ASCE and DFI recognize Thermal Integrity Profiling

Cleveland — The American Society of Civil Engineers announced on July 24 the Thermal Integrity Profiler (TIP) as the 2015 winner of the Charles Pankow Award for Innovation. This award celebrates collaboration in innovative design, materials, or construction-related research and development transferred into practice in a sustainable manner. The award also rewards innovative approaches that help achieve at least one of the National Construction Technology Goals.  


TIP Reporter analysis software


The TIP, which uses the heat generated during cement curing to assess the shape and integrity of concrete foundations, was recognized by ASCE in part due to the collaborative efforts that were key to its development. “The thermal integrity profiling technology was developed initially at the University of South Florida (USF) where it evolved throughout three Florida Department of Transportation funded research project,” said Gray Mullins, Ph.D., P.E., the USF Professor who led the research team. A fourth study was performed in cooperation with Washington State Department of Transportation. A joint effort was then undertaken by Foundation & Geotechnical Engineering, LLC (FGE), using the USF-licensed technology, and Pile Dynamics, Inc. (PDI).
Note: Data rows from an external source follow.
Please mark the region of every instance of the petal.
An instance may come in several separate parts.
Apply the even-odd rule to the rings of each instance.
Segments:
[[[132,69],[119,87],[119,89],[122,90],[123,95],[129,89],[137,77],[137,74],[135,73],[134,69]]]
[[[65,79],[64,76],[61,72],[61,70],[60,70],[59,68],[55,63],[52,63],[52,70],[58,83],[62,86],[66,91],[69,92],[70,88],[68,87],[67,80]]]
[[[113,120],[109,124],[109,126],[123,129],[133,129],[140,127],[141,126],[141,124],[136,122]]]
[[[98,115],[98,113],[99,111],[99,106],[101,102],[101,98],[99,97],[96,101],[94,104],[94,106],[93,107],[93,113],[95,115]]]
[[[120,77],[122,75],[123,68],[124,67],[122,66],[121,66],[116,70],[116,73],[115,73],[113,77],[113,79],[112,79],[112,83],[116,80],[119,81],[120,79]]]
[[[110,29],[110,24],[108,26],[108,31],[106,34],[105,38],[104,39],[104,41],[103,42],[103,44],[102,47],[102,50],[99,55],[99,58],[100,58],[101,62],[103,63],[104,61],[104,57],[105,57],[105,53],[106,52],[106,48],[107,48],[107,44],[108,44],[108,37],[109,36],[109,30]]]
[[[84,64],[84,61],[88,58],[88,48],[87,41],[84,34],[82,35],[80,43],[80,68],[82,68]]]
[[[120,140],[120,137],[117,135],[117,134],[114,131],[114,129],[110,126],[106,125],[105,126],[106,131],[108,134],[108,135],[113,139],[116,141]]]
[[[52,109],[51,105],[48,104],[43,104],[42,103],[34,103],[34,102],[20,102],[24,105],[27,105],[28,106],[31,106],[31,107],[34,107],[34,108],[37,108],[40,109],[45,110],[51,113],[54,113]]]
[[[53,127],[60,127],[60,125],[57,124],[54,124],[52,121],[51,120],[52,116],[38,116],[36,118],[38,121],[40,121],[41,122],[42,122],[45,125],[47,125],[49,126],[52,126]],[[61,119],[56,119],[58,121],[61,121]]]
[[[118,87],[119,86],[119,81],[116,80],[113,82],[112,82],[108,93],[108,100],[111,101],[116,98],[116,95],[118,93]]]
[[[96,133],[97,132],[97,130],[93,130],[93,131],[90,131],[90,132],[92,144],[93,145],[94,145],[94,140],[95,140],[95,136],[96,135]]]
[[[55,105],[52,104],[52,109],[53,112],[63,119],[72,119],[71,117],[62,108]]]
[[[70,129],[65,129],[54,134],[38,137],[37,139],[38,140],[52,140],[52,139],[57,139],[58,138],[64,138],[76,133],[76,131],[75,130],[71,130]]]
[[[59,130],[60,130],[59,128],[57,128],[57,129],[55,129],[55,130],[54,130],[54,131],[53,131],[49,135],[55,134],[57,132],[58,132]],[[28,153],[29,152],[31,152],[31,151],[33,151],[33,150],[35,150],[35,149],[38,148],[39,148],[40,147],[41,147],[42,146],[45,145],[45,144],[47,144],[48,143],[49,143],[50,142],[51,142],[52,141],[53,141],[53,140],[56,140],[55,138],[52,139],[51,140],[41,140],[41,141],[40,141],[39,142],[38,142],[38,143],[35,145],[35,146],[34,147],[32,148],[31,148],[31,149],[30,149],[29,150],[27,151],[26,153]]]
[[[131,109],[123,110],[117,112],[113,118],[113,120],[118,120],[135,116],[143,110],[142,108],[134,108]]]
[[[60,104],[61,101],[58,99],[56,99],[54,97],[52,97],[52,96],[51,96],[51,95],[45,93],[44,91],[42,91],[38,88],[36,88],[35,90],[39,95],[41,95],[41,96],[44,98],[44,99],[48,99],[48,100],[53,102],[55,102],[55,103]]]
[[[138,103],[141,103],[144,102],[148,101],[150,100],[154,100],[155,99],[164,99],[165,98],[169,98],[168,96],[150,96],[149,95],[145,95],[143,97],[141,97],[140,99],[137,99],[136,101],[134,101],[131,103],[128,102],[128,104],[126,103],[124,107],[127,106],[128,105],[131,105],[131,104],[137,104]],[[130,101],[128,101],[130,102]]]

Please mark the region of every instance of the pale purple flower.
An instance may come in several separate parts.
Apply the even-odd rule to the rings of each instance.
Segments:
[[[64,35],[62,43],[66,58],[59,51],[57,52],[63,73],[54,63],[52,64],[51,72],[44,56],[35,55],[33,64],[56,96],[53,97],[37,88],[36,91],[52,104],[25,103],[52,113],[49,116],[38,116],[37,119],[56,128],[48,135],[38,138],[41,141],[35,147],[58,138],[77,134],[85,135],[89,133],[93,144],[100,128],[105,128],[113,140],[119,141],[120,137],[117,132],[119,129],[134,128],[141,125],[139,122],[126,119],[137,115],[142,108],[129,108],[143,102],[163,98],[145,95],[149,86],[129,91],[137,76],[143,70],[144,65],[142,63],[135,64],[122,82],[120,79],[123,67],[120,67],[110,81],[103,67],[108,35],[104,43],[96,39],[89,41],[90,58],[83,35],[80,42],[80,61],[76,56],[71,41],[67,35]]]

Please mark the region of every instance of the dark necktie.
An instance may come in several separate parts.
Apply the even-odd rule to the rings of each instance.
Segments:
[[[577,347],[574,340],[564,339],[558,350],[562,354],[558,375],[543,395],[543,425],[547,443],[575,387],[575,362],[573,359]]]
The two firms transformed the thermal integrity profiling technology into the Thermal Integrity Profiler. 

Asked about TIP’s contributions to achieve National Construction Technology Goals, Pile Dynamics’s Garland Likins, P.E., focused on the goal of Reduction on Project Delivery Time, explaining that current test methods of evaluating the quality of cast-in-place foundation elements are performed after the concrete of the foundation has cured, a process that takes several days. Typically, construction cannot proceed until foundations are approved. An evaluation performed with TIP may yield evaluation result as early as 12 to 24 hours after concrete casting, depending on shaft diameter.

Thermal Integrity Profiling is also less labor intensive than other integrity testing methods and examines portions of the cross sectional area of the foundation that are in the ‘’blind zone” of those other tests.

On July 18, the Deep Foundations Institute announced that Prof. Mullins and his research team at the University of South Florida, were the recipients of the 2014 Ben C. Gerwick Award for Innovation in the Design and Construction of Marine Foundations. That honor was granted “for practical research on multiple subjects,” among them thermal integrity profiling of drilled shafts.